* David Hildenbrand <da...@redhat.com> wrote:

> On top of mm-unstable.
> 
> VM_PAT annoyed me too much and wasted too much of my time, let's clean
> PAT handling up and remove VM_PAT.
> 
> This should sort out various issues with VM_PAT we discovered recently,
> and will hopefully make the whole code more stable and easier to maintain.
> 
> In essence: we stop letting PAT mode mess with VMAs and instead lift
> what to track/untrack to the MM core. We remember per VMA which pfn range
> we tracked in a new struct we attach to a VMA (we have space without
> exceeding 192 bytes), use a kref to share it among VMAs during
> split/mremap/fork, and automatically untrack once the kref drops to 0.

Yay!

The extra pointer in vm_area_struct is a small price to pay IMHO.

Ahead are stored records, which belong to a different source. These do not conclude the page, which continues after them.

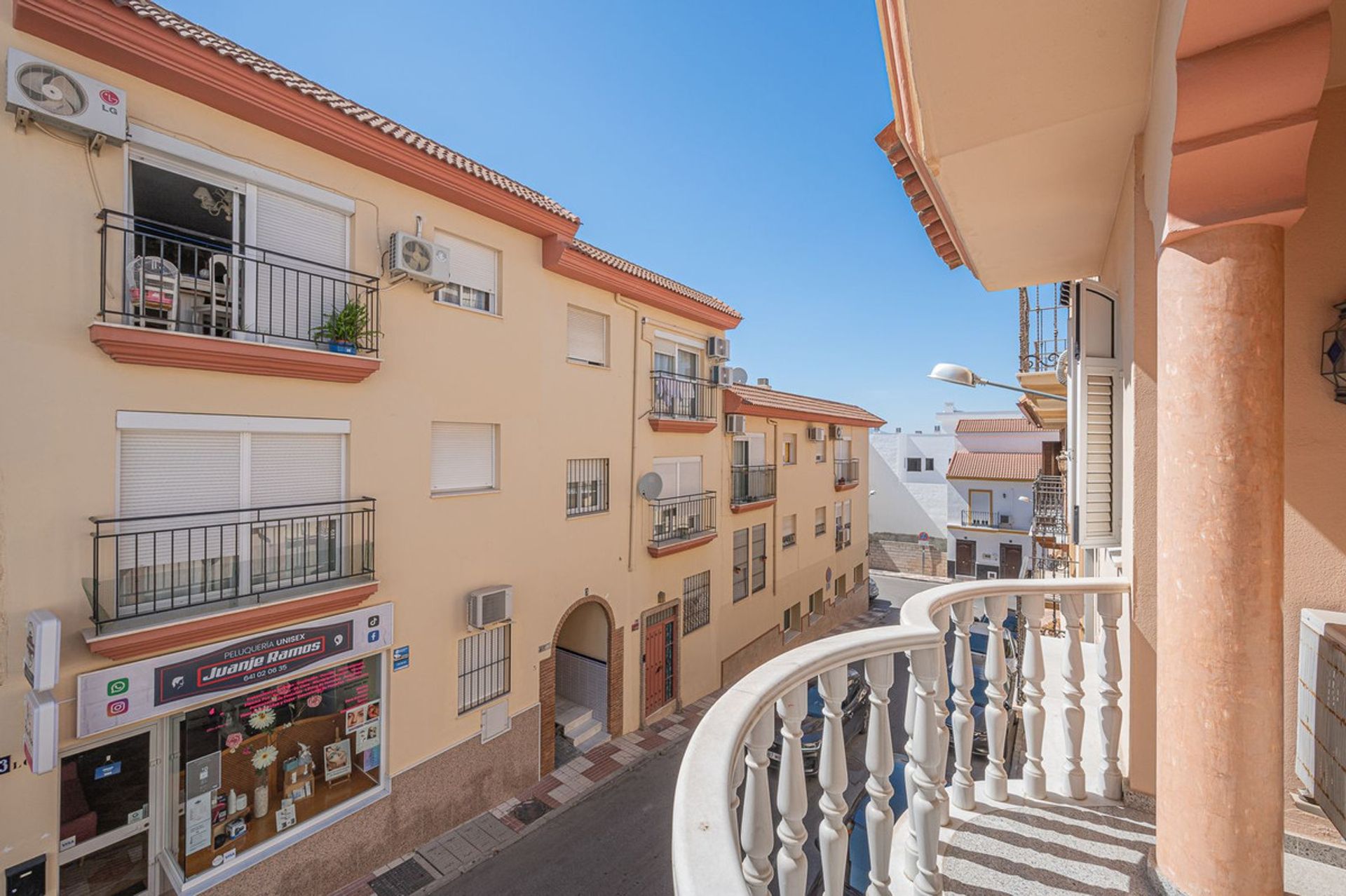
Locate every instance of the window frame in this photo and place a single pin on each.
(503, 663)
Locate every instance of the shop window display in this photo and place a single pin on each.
(260, 763)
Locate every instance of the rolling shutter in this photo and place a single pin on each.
(586, 337)
(470, 264)
(462, 456)
(1096, 427)
(303, 283)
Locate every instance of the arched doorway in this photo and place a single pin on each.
(580, 682)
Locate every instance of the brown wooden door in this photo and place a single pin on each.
(965, 559)
(660, 660)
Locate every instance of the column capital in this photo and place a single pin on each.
(1249, 77)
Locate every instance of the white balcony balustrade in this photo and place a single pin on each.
(723, 846)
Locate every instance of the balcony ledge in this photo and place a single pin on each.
(181, 634)
(674, 424)
(679, 547)
(193, 351)
(753, 505)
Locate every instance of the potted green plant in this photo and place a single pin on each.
(344, 329)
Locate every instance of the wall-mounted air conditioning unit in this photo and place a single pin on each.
(62, 99)
(491, 606)
(416, 257)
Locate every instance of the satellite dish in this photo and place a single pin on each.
(649, 486)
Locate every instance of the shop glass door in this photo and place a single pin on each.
(107, 818)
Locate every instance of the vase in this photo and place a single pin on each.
(260, 798)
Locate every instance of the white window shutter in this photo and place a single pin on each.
(291, 295)
(462, 456)
(586, 334)
(470, 264)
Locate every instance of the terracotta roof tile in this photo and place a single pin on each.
(996, 424)
(649, 276)
(292, 80)
(759, 398)
(987, 464)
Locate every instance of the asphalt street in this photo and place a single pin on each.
(616, 841)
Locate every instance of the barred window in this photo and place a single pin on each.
(758, 557)
(696, 602)
(484, 667)
(586, 486)
(740, 564)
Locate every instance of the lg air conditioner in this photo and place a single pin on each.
(491, 606)
(419, 259)
(53, 95)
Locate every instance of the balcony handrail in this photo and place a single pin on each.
(213, 243)
(102, 521)
(707, 855)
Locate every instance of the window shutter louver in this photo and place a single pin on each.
(294, 297)
(470, 264)
(1094, 419)
(586, 337)
(462, 456)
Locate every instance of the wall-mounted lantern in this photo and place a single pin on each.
(1334, 354)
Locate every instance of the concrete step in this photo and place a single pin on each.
(579, 732)
(601, 736)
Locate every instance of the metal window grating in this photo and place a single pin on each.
(484, 667)
(586, 486)
(696, 602)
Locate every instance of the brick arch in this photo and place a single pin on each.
(547, 681)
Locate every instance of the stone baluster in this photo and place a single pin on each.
(964, 789)
(791, 868)
(832, 780)
(1110, 673)
(998, 717)
(1073, 693)
(1034, 716)
(929, 767)
(878, 762)
(941, 712)
(756, 831)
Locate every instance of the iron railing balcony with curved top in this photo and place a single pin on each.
(723, 834)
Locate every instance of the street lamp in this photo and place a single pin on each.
(960, 376)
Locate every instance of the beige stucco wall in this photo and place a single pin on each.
(61, 395)
(1315, 424)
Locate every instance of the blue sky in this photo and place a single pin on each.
(716, 143)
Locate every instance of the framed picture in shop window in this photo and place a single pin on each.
(336, 761)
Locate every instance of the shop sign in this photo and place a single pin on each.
(124, 695)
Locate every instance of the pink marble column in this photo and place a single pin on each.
(1220, 531)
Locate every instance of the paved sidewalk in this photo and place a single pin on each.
(473, 843)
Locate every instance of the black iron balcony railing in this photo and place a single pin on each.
(987, 520)
(166, 278)
(1049, 506)
(205, 560)
(681, 398)
(750, 484)
(681, 518)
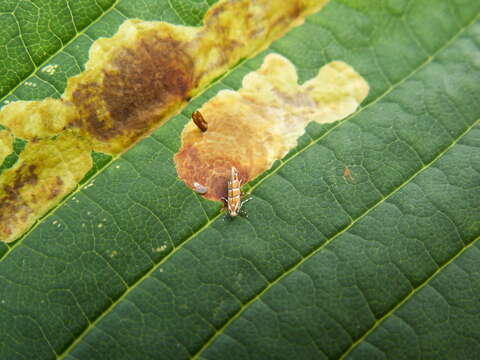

> This implies that we'll keep tracking a full pfn range even after partially
> unmapping it, until fully unmapping it; but as that case was mostly broken
> before, this at least makes it work in a way that is least intrusive to
> VMA handling.
> 
> Shrinking with mremap() used to work in a hacky way, now we'll similarly
> keep the original pfn range tacked even after this form of partial unmap.
> Does anybody care about that? Unlikely. If we run into issues, we could
> likely handled that (adjust the tracking) when our kref drops to 1 while
> freeing a VMA. But it adds more complexity, so avoid that for now.
> 
> Briefly tested
> 
> There will be some clash with [1], but nothing that cannot be sorted out
> easily by moving the functions added to kernel/fork.c to wherever the vma
> bits will live.
> 
> Briefly tested with some basic /dev/mem test I crafted. I want to convert
> them to selftests, but that might or might not require a bit of
> more work (e.g., /dev/mem accessibility).

So for the x86 bits, once it passes review by the fine MM folks:

  Acked-by: Ingo Molnar <mi...@kernel.org>

And I suppose this rewrite will be carried in -mm?